Programming the DJI Tello Drone with Python (ep. 2)

Programming the DJI Tello Drone with Python

The DJI Tello is a compact, affordable, and programmable drone ideal for beginners and educators looking to explore the world of drone technology and coding. Equipped with a camera, it offers a variety of features, including video transmission, precise hovering, and basic tricks. Its compatibility with Python enables developers and enthusiasts to create custom behaviors and flight paths, making it an excellent tool for both learning and experimentation.

In this article, we’ll dive into how you can get started with programming the DJI Tello in Python, explore available simulators to test code safely, and discuss an advanced topic on matrix drone shows using Tello drones.

Equipment and Setup

To program a DJI Tello drone in Python, you’ll need:

  • A DJI Tello drone (standard or Tello EDU version)
  • Python installed on your computer (version 3.6+ recommended)
  • Tello SDK to access Tello’s programmable features
  • A compatible device (PC, Mac, or mobile device)
  • Wi-Fi connection to connect to the Tello drone

Setting up your programming environment involves installing Python, configuring the SDK, and ensuring your device can communicate with the drone over Wi-Fi.

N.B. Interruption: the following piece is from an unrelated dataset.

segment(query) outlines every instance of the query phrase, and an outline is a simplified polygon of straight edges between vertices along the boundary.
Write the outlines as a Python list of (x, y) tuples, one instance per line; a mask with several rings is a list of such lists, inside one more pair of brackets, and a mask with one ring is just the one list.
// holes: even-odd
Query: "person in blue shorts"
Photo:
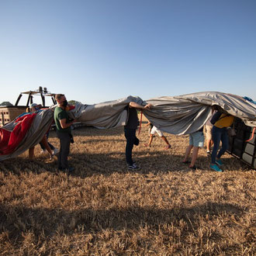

Programming the Tello in Python

With Python, programming the DJI Tello is straightforward thanks to the Tello SDK, which provides a range of commands for movement, rotations, flips, and even camera control. The SDK is compatible with various Python libraries that allow you to establish a connection, send commands, and receive feedback from the drone.

For a simple example, here’s how you can control your Tello with Python:

import socket
import time

# Tello's IP and Port
TELLO_IP = "192.168.10.1"
TELLO_PORT = 8889

# Connect to Tello
sock = socket.socket(socket.AF_INET, socket.SOCK_DGRAM)
sock.bind(('', 9000))

def send_command(command):
    sock.sendto(command.encode('utf-8'), (TELLO_IP, TELLO_PORT))
    print(f"Sent: {command}")

send_command("command")   # Initiate SDK mode
time.sleep(1)
send_command("takeoff")   # Take off
time.sleep(5)
send_command("land")      # Land

This code initiates SDK mode, takes off, hovers for a few seconds, and then lands.

Drone Simulators for Safe Development

Developing with a real drone has inherent risks, especially in indoor environments. Luckily, simulators allow us to test and iterate on our code safely before using it with an actual Tello.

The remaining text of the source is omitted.